Только тогда до меня доходит.

Нолан в команде.

Нолан летит в Торонто.

С нами.

Чтобы сыграть в шахматы.

На Олимпиаде.

Эмиль ничего мне не сказал, потому что я не спрашивала. Мы общались, чтобы решить вопрос с перелетом и гостиницей, но я предполагала, что, кем бы ни оказался оставшийся член команды, я все равно о нем не слышала.

Ведь Дефне сказала мне, что все супергроссмейстеры обычно пропускают Олимпиаду и сразу едут на Турнир Пастернака.

Я настоящая идиотка.

Нервная идиотка, которая не может совладать со своим волнением во время досмотра и посадки. Меня не то чтобы легко смутить, но с этими тремя я чувствую себя лишней. Они милы со мной (за исключением Нолана, который ведет себя как обычно) и пытаются вовлечь в разговор (кроме Нолана, который, как обычно, почти не разговаривает). Видно, что за годы знакомства они изучили друг друга до мелочей. Некоторые шуточки понятны только им и скрыты за толстым слоем еще менее понятных отсылок. Их энергетика, приправленная здоровой дозой взаимных шутливых подколов, прекрасно сочетается друг с другом.

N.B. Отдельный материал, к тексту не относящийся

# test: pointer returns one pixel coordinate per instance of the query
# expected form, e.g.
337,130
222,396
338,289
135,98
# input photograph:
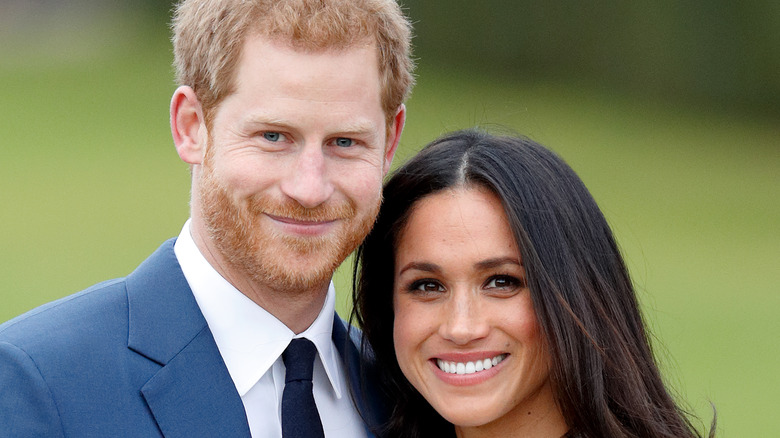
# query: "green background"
685,166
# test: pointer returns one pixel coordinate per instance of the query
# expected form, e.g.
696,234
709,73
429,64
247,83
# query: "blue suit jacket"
131,357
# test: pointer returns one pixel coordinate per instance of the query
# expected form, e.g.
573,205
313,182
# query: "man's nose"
308,181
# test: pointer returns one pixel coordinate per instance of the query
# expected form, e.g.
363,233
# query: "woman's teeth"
469,367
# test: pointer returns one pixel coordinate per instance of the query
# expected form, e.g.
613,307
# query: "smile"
469,367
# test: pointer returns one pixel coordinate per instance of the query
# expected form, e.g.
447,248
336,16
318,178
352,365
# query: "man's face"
291,179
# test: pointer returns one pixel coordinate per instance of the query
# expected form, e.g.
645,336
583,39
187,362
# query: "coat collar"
192,394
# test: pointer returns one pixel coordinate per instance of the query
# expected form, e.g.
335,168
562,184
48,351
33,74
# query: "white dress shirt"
251,342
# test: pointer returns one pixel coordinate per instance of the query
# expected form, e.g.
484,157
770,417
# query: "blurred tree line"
719,51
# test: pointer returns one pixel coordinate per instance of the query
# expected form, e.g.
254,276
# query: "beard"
282,262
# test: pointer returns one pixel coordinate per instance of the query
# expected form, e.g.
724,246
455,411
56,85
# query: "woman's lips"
471,366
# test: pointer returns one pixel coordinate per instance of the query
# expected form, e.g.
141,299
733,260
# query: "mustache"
291,209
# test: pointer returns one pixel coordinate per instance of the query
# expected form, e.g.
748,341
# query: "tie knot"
299,360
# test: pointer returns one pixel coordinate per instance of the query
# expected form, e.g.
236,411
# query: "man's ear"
394,136
188,126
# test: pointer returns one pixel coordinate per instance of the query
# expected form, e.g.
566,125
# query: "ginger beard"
285,263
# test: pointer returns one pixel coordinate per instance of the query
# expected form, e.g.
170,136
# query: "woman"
498,304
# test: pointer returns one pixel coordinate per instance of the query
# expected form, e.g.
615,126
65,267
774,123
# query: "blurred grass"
91,185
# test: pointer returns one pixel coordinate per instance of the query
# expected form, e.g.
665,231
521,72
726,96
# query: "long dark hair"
603,372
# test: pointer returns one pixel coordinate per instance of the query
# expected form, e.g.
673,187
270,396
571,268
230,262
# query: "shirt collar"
249,338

– Серьезно, она это покупает? – спрашивает Эмиль, когда Тану берет в руки пачку сливочных карамелек «Верзерс ориджинал». – Тебе сколько лет?

– Оставь ее в покое, – бормочет Нолан, оплачивая своей черной кредиткой те самые карамельки и еще M&M’s с арахисовой начинкой. – Их кладут в желейный салат [34].

Проходит не больше пяти минут, а Нолана уже дважды узнают как «того самого шахматиста из тиктока». С ним просят сделать селфи, дать автограф. Две красивые женщины торопливо пишут свои телефоны на салфетках из «Сбарро», будто он Джастин Бибер. Тану и Эмиль притворяются, что не знают его и просто стоят в очереди.

– Сэр, я ваша самая большая фанатка. Балдею, когда вы делаете рокировку на четвертом ходе. Вы распишетесь на моем нижнем белье?

Нолан ведет себя на удивление спокойно и не раздумывая выбрасывает салфетки из «Сбарро» в ближайшую урну.

В ожидании начала посадки Эмиль достает телефон и принимается играть в «Кэнди краш».

– Ты шутишь? – спрашивает Тану. Она спиной прислонилась к груди Нолана, его рука лежит у нее на талии. Я стараюсь не смотреть в их сторону и не слушать, что они обсуждают приглушенными голосами. Это выглядит слишком интимно, а я пытаюсь убедить себя, что мне абсолютно все равно, о чем они там говорят. – Мы играем в самую интеллектуальную игру в мире, а ты на досуге развлекаешься «Кэнди краш»? Нолан, скажи ему.